# Where to start?



## TayNune (Jan 5, 2016)

Hello! I'm in a bit of a pickle in training my 4 budgies. Originally, I had 2, and the progress in their training was going slowly, but surely. Training 2 budgies at the same time was very tough. However, with owning 2 cats, they were very quiet. Long story short, after a lot of research, I thought that perhaps the reason they never sang was that they didn't feel safe.
So, I decided to get 2 more, and make a mini flock, and they are now noisey and playful as ever, and actually dance at the bottom of the cage to tease the cats.
However, none of them react positively to my hand anymore. I can pick them up with treat sticks, but they are all terrified of me. Where do I even start to bond with them? My schedule is extremely hectic and I cannot dedicate set times or even that I will have training time every day.

When I get home, I put their perch up, open the cage door, and walk away. They come out on their own- and that's their playtime (with the cats put away, of course.) 
Any advice or help would be appreciated, and I already read the training and bonding articles, but they seem geared towards owners with only one budgie.
Thank you!


----------



## aluz (Jul 24, 2011)

Hi there,

In order to tame a budgie, whether it is just one or more, the necessary time required to work with them must be met and before starting with the actual hands-on training, the foundations of trust between pets and owner must be established. 
You can take 20 minutes out of your daily time to do a short training session.

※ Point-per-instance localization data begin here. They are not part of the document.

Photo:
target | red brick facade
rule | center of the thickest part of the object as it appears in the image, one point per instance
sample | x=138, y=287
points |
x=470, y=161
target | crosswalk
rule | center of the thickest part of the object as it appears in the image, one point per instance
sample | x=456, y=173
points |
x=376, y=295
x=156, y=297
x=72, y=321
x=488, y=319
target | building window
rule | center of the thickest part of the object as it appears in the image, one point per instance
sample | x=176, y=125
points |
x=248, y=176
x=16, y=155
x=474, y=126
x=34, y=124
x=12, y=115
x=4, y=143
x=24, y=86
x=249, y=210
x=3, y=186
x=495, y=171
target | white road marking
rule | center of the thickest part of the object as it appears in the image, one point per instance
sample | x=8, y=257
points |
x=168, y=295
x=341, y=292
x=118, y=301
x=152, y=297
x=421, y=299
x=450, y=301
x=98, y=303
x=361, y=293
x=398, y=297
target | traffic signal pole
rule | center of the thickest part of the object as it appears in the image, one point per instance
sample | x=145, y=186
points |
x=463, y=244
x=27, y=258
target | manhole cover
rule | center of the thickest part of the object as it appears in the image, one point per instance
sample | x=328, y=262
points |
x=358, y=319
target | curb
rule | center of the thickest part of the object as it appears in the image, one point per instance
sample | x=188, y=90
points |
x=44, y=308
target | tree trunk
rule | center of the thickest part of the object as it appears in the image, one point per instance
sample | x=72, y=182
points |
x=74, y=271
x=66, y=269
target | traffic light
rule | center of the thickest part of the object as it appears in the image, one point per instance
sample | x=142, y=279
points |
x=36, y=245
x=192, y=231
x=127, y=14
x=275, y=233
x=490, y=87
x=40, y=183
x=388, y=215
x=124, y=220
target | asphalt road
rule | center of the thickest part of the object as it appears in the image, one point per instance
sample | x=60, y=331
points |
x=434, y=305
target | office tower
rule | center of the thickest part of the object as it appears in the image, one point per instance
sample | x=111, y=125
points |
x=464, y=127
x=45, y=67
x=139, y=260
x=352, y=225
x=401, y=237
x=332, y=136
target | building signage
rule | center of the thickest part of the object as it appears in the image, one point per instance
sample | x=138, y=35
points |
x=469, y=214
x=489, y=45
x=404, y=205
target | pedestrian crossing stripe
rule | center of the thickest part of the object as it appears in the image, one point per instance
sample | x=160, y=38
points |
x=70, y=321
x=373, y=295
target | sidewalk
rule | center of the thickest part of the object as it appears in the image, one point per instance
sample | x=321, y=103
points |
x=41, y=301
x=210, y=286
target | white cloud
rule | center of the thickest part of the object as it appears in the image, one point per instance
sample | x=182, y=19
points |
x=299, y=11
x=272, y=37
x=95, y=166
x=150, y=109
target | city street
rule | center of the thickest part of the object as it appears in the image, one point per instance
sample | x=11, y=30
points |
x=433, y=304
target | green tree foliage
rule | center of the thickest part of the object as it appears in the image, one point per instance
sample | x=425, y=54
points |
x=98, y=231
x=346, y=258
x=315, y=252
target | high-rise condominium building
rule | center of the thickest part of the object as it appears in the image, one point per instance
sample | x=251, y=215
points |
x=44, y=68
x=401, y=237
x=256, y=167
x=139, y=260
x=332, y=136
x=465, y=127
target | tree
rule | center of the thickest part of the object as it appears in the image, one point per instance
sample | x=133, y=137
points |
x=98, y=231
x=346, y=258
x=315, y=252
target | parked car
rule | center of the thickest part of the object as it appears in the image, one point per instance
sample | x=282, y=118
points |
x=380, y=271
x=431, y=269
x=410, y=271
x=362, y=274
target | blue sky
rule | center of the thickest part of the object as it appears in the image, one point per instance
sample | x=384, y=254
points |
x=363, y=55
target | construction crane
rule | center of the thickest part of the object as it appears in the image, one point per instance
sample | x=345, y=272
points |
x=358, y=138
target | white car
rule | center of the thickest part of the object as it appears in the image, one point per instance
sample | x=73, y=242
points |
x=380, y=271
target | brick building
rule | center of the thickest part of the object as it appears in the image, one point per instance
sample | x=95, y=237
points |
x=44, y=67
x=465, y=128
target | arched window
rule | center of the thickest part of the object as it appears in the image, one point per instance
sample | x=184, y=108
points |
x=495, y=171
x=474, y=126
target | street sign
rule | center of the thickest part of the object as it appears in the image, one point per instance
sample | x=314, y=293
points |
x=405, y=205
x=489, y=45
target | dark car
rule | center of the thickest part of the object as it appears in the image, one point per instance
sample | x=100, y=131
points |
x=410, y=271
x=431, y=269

With 4 budgies sharing the same cage, it's more difficult to reach results, so you can opt by working with the budgie who is showing more promise and is more receptive to you. 
By doing one-on-one daily sessions with your budgie and spending good quality time with him/her you will be well on your way of solidifying the bond and this will in turn make it easier for your other budgies to learn to trust you, to no longer see you as a potential threat and to be more open to you.

For the overall safety and well being of your budgies, it's best that their cage is placed in a cat free room. 
The same things goes when your budgies are having their out cage time. 
Even if your budgies are in the cage, a cat can still attack and seriously injure a pet bird. Remember these are irrational animals who can and will react by instinct. 
Take a look at this link for the detailed information and please follow the recommendations: http://talkbudgies.com/general-budgie-talk/329945-cats-dogs-predators-birds-prey.html


----------



## FaeryBee (May 9, 2011)

*
I agree with aluz

Having your budgies cage in an area where the cats are when you are not at home really isn't in your budgies' best interest. 
It would be best to have them in a cat-free room.*


----------